Kuliah Pakar UPRI, Perkuat Pemahaman SDH Dosen dan Mahasiswa Fakultas Kesehatan

Kuliah Pakar UPRI, Perkuat Pemahaman SDH Dosen dan Mahasiswa Fakultas Kesehatan
Fakultas Kesehatan UPRI Makassar, gelar Kuliah Pakar dengan tema "Sosial Determinants of Health (SDH) dalam Intervensi Pemberdayaan Masyarakat Marjinal", pada Kamis (11/12/2025).

MAKASSAR, UPEKS.co.id – Fakultas Kesehatan Universitas Pejuang Republik Indonesia (UPRI) Makassar, gelar Kuliah Pakar dengan tema “Sosial Determinants of Health (SDH) dalam Intervensi Pemberdayaan Masyarakat Marjinal”.

Kuliah Pakar yang menghadirkan Ketua Komite Akreditasi Bidang Kesmas LAMPTKes, Dr. Ridwan Mochtar Thaha sebagai narasumber itu, digelar di ruang rektor, Kamis (11/12/2025).

Bacaan Lainnya

Kemudian diikuti oleh para civitas akademik serta mahasiswa program magister Fakultas Kesehatan UPRI Makassar. Baik diikuti secara offline atau langsung, maupun secara online melalui zoom.
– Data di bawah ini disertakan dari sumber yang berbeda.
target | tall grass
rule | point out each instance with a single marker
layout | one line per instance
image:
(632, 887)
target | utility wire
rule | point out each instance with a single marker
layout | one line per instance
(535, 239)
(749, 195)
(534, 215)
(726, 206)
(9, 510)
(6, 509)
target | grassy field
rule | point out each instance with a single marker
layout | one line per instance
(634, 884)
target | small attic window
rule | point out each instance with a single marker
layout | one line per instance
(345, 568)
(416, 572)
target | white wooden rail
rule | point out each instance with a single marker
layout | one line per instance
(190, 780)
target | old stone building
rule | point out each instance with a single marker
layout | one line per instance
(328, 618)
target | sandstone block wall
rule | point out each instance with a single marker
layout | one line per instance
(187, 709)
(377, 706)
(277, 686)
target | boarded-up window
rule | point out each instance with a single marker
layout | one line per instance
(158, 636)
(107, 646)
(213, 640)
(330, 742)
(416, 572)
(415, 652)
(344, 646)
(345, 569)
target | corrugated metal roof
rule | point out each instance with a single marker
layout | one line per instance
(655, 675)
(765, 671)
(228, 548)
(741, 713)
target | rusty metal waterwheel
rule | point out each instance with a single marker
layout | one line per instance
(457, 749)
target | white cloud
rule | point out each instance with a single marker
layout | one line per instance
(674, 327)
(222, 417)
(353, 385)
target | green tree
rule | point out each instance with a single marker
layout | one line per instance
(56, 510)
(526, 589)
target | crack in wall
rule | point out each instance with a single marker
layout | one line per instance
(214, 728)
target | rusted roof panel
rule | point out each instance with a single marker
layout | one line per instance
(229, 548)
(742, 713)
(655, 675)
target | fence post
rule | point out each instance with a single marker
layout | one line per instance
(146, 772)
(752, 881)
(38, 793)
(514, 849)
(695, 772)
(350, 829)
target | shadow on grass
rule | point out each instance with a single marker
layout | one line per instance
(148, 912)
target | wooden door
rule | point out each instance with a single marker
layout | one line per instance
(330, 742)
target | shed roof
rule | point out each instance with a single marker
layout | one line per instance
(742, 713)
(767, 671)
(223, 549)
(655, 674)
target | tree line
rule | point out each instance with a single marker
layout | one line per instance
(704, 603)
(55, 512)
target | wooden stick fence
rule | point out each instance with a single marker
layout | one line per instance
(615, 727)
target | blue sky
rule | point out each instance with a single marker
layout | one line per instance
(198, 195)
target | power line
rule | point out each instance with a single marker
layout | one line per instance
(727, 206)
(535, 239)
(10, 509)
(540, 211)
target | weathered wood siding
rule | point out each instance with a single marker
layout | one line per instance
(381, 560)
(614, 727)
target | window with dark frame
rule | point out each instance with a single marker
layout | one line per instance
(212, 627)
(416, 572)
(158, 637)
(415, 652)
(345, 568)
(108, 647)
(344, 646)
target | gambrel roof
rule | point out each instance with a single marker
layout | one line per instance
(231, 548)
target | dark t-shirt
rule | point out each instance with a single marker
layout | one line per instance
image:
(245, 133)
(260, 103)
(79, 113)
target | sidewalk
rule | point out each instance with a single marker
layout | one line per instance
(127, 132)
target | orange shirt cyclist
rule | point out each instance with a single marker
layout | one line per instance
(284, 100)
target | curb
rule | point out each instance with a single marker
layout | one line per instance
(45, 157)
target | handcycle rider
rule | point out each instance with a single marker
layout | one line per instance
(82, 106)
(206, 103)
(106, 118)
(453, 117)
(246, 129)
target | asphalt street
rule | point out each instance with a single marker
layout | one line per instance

Kegiatan diawali dengan penyampaian oleh Rektor UPRI, Dr. Darwis Nur Tinri yang bertindak sebagai keynote speaker, sekaligus membuka Kuliah Pakar tersebut.
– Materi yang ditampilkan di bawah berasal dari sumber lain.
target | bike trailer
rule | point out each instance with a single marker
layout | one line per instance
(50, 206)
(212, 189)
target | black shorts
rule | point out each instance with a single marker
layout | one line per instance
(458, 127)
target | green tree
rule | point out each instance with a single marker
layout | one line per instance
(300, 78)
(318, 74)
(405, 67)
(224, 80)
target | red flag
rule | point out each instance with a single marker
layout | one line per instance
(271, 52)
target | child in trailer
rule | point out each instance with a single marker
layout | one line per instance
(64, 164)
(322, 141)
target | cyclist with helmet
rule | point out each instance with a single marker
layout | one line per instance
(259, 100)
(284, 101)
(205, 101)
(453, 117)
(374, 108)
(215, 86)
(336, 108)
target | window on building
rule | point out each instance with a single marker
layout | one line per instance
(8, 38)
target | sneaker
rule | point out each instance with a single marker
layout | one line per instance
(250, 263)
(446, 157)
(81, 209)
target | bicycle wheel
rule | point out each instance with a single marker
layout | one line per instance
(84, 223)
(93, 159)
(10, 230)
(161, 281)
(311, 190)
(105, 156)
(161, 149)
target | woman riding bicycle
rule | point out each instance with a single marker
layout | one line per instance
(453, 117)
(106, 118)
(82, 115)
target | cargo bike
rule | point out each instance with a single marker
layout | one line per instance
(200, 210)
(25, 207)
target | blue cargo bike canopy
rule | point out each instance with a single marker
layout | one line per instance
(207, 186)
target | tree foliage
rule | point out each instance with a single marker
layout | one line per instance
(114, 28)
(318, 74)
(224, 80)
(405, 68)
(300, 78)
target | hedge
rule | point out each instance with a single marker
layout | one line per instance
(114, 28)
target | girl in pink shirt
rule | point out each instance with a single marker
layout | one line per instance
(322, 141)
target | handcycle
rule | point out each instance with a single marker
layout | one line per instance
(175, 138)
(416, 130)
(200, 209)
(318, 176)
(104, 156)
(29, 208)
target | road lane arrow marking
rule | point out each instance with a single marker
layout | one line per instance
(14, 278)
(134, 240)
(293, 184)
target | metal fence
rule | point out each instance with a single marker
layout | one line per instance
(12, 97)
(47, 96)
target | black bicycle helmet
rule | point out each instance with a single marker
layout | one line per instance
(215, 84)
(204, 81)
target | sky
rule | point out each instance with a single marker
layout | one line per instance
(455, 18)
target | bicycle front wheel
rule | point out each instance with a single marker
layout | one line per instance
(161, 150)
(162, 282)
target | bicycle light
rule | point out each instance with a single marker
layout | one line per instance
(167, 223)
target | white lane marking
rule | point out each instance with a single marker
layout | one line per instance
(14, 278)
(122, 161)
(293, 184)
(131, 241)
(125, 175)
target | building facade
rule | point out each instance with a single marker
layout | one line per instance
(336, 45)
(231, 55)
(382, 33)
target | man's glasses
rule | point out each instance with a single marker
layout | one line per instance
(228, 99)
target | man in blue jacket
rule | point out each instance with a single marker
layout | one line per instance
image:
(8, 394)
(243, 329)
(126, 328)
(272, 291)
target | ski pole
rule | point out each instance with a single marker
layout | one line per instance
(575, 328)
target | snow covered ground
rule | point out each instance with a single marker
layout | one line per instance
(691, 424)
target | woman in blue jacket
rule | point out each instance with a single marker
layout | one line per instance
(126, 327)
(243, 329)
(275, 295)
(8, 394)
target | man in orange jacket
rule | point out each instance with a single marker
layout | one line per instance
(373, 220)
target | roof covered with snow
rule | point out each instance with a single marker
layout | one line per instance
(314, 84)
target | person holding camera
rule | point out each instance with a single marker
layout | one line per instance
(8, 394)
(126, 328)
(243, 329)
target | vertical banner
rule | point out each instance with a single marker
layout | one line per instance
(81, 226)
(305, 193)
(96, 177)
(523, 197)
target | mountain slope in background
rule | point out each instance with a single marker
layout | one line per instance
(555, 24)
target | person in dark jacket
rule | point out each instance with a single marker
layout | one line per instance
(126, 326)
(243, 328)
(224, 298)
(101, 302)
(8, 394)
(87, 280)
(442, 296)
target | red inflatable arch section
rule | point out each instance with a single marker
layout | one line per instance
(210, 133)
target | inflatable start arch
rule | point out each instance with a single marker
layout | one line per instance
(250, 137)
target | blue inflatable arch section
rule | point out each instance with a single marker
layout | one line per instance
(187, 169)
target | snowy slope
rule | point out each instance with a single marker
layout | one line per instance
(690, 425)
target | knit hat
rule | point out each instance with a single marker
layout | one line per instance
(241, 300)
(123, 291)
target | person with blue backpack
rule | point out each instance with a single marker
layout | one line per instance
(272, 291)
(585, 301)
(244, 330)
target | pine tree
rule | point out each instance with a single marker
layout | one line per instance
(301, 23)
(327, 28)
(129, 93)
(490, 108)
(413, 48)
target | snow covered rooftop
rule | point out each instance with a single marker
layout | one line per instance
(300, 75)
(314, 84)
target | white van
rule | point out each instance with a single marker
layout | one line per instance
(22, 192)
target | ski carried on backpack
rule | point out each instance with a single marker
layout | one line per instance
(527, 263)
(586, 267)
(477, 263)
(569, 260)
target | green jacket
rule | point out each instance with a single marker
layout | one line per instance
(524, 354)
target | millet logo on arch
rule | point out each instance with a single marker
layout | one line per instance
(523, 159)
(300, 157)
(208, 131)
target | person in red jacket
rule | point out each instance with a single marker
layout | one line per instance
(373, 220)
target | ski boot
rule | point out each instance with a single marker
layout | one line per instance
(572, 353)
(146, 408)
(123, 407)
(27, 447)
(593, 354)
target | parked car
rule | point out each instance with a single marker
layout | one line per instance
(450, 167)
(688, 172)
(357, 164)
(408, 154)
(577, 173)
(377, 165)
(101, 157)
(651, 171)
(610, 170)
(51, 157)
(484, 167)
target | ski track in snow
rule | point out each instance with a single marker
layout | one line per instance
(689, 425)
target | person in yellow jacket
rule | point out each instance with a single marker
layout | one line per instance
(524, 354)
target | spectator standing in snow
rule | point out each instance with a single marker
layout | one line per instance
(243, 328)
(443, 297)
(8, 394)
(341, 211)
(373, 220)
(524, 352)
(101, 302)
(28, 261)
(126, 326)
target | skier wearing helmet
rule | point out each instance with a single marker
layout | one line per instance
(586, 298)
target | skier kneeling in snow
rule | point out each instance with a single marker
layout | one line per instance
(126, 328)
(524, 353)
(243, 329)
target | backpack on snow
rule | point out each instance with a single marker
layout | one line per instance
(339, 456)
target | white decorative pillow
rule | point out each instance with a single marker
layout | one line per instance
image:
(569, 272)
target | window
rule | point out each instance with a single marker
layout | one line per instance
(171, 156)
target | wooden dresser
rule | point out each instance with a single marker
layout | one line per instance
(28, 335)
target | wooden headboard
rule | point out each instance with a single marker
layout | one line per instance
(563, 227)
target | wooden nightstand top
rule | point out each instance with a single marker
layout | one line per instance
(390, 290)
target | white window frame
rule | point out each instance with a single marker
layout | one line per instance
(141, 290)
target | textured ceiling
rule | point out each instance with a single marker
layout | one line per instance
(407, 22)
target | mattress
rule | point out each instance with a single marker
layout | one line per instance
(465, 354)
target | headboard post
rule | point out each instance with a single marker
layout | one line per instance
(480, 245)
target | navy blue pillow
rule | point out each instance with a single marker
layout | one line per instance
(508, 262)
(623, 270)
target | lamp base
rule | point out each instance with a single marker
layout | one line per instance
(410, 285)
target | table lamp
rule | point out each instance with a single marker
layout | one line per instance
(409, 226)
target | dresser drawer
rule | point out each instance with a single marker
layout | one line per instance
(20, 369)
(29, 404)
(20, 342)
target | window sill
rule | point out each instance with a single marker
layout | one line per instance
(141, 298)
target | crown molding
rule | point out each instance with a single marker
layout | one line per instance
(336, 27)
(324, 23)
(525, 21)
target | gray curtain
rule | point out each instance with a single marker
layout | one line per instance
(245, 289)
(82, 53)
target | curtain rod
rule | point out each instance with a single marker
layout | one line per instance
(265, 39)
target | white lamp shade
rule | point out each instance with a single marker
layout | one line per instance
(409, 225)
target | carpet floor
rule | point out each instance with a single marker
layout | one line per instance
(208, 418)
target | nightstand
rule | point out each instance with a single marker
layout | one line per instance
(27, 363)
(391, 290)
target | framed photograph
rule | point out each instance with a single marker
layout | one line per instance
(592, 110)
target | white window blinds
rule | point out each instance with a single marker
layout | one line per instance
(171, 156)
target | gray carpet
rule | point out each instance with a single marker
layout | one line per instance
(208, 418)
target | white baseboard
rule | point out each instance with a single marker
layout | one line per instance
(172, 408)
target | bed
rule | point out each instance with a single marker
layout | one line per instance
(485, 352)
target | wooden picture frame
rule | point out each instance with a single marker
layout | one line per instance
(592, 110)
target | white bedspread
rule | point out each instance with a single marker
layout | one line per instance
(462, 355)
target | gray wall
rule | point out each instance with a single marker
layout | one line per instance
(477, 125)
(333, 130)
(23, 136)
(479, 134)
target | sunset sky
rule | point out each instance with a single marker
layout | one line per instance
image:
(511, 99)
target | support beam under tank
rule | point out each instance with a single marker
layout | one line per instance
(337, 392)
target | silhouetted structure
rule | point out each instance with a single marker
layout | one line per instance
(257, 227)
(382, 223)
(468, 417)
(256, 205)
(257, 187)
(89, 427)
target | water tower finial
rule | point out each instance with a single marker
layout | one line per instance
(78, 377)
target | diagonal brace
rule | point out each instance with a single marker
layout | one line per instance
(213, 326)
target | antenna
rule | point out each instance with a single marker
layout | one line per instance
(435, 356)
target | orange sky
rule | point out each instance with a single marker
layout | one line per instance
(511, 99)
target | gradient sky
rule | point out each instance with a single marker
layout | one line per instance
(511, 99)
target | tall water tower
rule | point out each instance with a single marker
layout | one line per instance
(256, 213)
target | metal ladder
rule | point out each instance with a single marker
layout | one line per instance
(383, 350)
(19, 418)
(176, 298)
Dalam penyampaiannya, Rektor menekankan bahwa Kuliah Pakar ini sangat penting karena dapat menjawab tantangan untuk menghubungkan masyarakat marjinal dengan hak fundamentalnya, yaitu hidup sehat dan bermartabat.

“Ini akan membantu kita menjawab berbagai tantangan dalam dunia kesehatan yang sangat kompleks. Untuk itu kita berterima kasih kepada Dekan Fakultas Kesehatan UPRI, Erni Kadir yang telah menggagas kegiatan luar biasa seperti ini,” ujarnya.

Sementara itu selaku narasumber, Ridwan Mochtar Thaha menyampaikan terkait pelayanan kesehatan yang ada di Indonesia. Dimana semua berbasis kuratif dan tidak menyelesaikan masalah.

“Pada 2018 WHO menemukan resolusi besar SDH menjadi penting terutama karena melibatkan sosial budaya, ekonomi dan politik dalam mengimplementasikan pelayanan kesehatan,” beber Ridwan Mochtar.

Lanjut Ridwan memaparkan berbagai hal penting. Mulai dari konsep kesehatan dan kesejahteraan, serta tanggung jawab negara untuk menjaga kesehatan penduduknya.

Kemudian bagaimana mengidentifikasi faktor sosial ekonomi, biologis dan perilaku yang mempengaruhi kesehatan sebagai determinan sosialnya, serta model pemberdayaan untuk intervensi perubahan SDH.

Bicara soal konsep kesehatan dan kesejahteraan, Ridwan menyebut, kesehatan adalah keadaan kesejahteraan fisik, mental, dan sosial yang lengkap, dan bukan hanya ketiadaan penyakit atau kelemahan.

“Kesehatan adalah hak individu dan isu keadilan sosial kesehatan juga merupakan barang milik publik,” jelasnya.

“Di sisi lain, pemerintah memiliki tanggung jawab terhadap kesehatan rakyatnya yang hanya dapat dipenuhi melalui penyediaan langkah-langkah kesehatan dan sosial yang memadai,” sambung dosen Fakultas Kesehatan Masyarakat Universitas Hasanuddin Makassar ini.

Sementara itu, Dekan Fakultas Kesehatan UPRI Makassar, Erni Kadir mengatakan, Kuliah Pakar ini menghadirkan narasumber dari Fakultas Kesehatan Masyarakat Universitas Hasanuddin (FKM UNHAS).

Erni Kadir pun berharap, terjadi transfer pengetahuan, penguatan kapasitas akademik, dan peningkatan kualitas penyelenggaraan tridharma, khususnya pada aspek penelitian dan pengabdian kepada masyarakat di lingkungan FAKES UPRI.

Program ini bertujuan memfasilitasi peningkatan kapasitas dosen melalui pemahaman dan aplikasi Social Determinants of Health (SDH), dalam intervensi pemberdayaan masyarakat marginal dengan menghadirkan narasumber dari FKM UNHAS.

“Tujuan umum kegiatan ini adalah meningkatkan kompetensi akademik dan praktik dosen Fakultas Kesehatan UPRI dalam memahami dan mengimplementasikan konsep SDH dalam intervensi pemberdayaan masyarakat marginal,” ucap Erni Kadir.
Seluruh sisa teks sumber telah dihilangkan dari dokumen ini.